Moor Mother & billy woods Release Surprise Collaborative Album BRASS

Moor Mother & billy woods Release Surprise Collaborative Album BRASS

Moor Mother is Camae Ayewa, a Philadelphia-based artist whose work veers from noise to jazz to rap to experimental music without ever losing the furious strength of her voice. Thus far in 2020, Ayewa has released two collaborative albums, Who Sent You? with Irreversible Entanglements and True Opera with Mental Jewelry. Meanwhile, billy woods is a great New York rap expressionist who releases dark, incisive, powerful music, both on his own and as one half of the duo Armand Hammer. Today, with no prior warning, Moor Mother and billy woods come together to release a new collaborative album called BRASS.

This album isn’t the first time that Moor Mother and billy woods have met on record. In June, Moor Mother rapped on “Ramses II,” a staggering track from Armand Hammer’s album Shrines that also featured Earl Sweatshirt and Fielded. In July, Ayewa and woods released “Furies,” a collaborative track made for the Adult Swim Singles Series. BRASS takes “Furies” as its literal starting point; “Furies” is the first song on the album. From there, woods and Moor Mother explore a dark, broken landscape together, finding abstract ways to damn a hostile world.

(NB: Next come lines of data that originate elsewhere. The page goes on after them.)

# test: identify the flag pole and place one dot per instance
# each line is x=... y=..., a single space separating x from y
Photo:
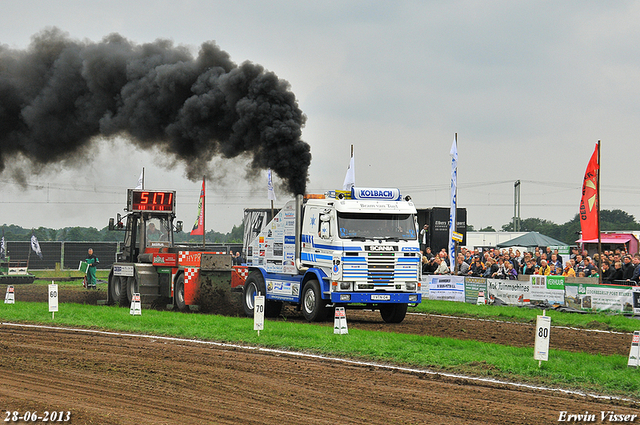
x=598 y=212
x=204 y=232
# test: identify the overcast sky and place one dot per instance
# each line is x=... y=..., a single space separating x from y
x=529 y=87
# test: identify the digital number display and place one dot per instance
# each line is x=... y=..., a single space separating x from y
x=146 y=200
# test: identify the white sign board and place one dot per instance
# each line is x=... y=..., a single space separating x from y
x=258 y=313
x=340 y=322
x=53 y=298
x=10 y=298
x=634 y=353
x=541 y=347
x=136 y=307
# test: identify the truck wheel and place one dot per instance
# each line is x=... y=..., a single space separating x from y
x=393 y=313
x=178 y=293
x=253 y=285
x=313 y=306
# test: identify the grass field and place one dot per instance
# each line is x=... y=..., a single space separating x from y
x=591 y=373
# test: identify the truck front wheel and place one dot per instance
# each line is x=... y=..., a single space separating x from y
x=178 y=293
x=393 y=313
x=313 y=306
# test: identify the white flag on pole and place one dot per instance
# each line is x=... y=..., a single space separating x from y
x=350 y=178
x=35 y=245
x=271 y=194
x=141 y=180
x=452 y=213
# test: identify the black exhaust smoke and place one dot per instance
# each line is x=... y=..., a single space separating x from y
x=59 y=94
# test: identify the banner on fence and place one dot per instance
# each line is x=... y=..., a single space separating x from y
x=446 y=288
x=511 y=292
x=549 y=289
x=472 y=286
x=594 y=297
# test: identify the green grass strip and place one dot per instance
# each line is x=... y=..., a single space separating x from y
x=604 y=321
x=590 y=373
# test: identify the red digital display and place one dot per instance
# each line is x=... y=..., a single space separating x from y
x=148 y=200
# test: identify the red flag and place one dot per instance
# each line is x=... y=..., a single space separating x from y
x=198 y=226
x=590 y=204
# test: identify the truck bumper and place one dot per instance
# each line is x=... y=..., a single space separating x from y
x=376 y=297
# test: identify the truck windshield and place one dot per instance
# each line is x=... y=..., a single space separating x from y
x=376 y=226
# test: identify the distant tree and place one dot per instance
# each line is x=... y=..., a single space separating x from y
x=487 y=229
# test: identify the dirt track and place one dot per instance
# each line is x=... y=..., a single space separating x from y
x=107 y=379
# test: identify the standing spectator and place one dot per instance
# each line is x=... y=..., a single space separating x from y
x=463 y=267
x=568 y=270
x=545 y=270
x=424 y=237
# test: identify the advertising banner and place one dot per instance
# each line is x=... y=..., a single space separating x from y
x=511 y=292
x=446 y=288
x=594 y=297
x=549 y=289
x=473 y=285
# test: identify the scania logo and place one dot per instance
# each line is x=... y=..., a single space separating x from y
x=381 y=248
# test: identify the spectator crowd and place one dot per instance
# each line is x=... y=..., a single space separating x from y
x=617 y=266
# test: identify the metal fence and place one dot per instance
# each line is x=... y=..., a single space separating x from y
x=67 y=255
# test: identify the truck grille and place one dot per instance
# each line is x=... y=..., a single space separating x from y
x=380 y=270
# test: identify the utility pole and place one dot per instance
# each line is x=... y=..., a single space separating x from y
x=516 y=206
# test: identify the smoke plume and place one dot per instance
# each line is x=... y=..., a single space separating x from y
x=59 y=94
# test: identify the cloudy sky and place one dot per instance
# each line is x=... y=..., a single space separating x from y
x=529 y=87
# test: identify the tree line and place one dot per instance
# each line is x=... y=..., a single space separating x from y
x=91 y=234
x=569 y=232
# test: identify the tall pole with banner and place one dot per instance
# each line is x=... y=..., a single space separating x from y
x=454 y=195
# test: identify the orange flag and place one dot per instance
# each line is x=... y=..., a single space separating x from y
x=590 y=204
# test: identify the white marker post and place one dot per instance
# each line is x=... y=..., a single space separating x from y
x=634 y=353
x=340 y=322
x=136 y=307
x=258 y=313
x=541 y=347
x=10 y=297
x=53 y=299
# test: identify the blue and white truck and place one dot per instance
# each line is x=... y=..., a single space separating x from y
x=356 y=249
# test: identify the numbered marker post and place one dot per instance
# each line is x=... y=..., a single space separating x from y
x=258 y=313
x=136 y=307
x=481 y=299
x=541 y=348
x=634 y=353
x=10 y=297
x=340 y=322
x=53 y=299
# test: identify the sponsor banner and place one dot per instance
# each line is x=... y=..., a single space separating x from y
x=472 y=287
x=446 y=288
x=636 y=300
x=594 y=297
x=511 y=292
x=549 y=289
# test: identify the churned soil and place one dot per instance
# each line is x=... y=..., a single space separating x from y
x=109 y=378
x=498 y=332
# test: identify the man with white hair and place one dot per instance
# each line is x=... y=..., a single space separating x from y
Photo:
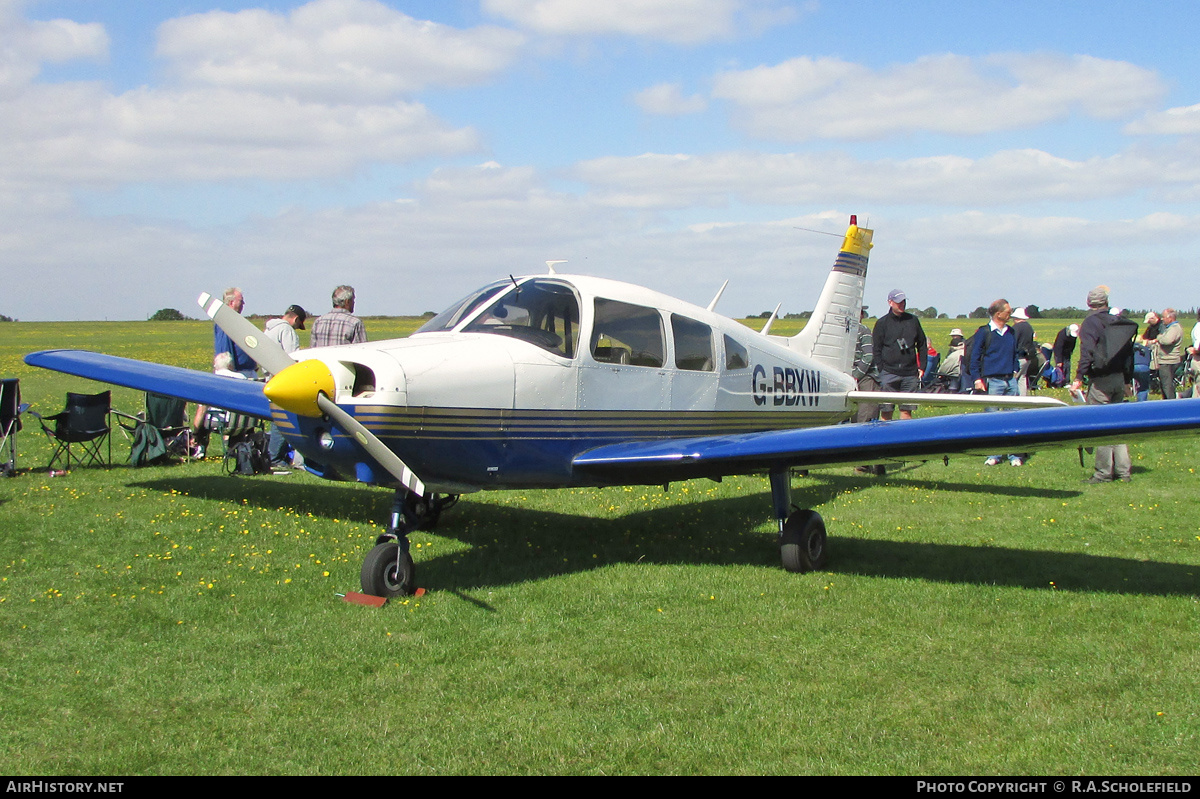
x=241 y=362
x=1169 y=350
x=340 y=325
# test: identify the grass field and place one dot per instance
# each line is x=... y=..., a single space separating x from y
x=972 y=620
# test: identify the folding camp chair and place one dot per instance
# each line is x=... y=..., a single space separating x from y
x=159 y=431
x=85 y=422
x=11 y=409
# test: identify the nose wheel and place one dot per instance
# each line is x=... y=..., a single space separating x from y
x=802 y=542
x=389 y=571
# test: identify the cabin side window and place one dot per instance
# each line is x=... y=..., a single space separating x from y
x=736 y=355
x=541 y=312
x=627 y=334
x=694 y=344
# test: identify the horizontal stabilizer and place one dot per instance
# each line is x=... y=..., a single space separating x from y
x=918 y=439
x=239 y=396
x=961 y=400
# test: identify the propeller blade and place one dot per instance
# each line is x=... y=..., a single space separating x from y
x=264 y=349
x=375 y=448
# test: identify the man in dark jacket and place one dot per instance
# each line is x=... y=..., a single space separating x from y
x=994 y=364
x=899 y=347
x=1108 y=365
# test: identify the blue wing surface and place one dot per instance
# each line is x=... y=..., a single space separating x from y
x=984 y=433
x=240 y=396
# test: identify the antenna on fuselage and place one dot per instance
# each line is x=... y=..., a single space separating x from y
x=774 y=314
x=719 y=293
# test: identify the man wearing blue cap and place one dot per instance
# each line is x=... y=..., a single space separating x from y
x=899 y=346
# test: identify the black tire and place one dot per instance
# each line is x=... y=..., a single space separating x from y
x=382 y=576
x=802 y=545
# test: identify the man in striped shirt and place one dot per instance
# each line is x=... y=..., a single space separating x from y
x=340 y=325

BRASS is a dark and powerful avant-rap record with a whole lot of bleak feelings at its center. But it’s also a work of community. The LP features contributions from people like Mach-Hommy, Navy Blue, John Forte, Fielded, Algiers’ Franklin James Fisher, and billy woods’ Armand Hammer partner Elucid. It’s also got production from people like the Alchemist, Preservation, Navy Blue, Willie Green, Steel Tipped Dove, and Moor Mother herself. It’s some heavy shit — the kind of album that demands serious close listening.

Right now, BRASS isn’t available from any streaming services. Instead, you can only buy it directly from the Backwoodz Studioz label. It’s available in a bunch of different physical bundles, but you can also get the digital download for a perfectly reasonable $15 here. It’s worth it.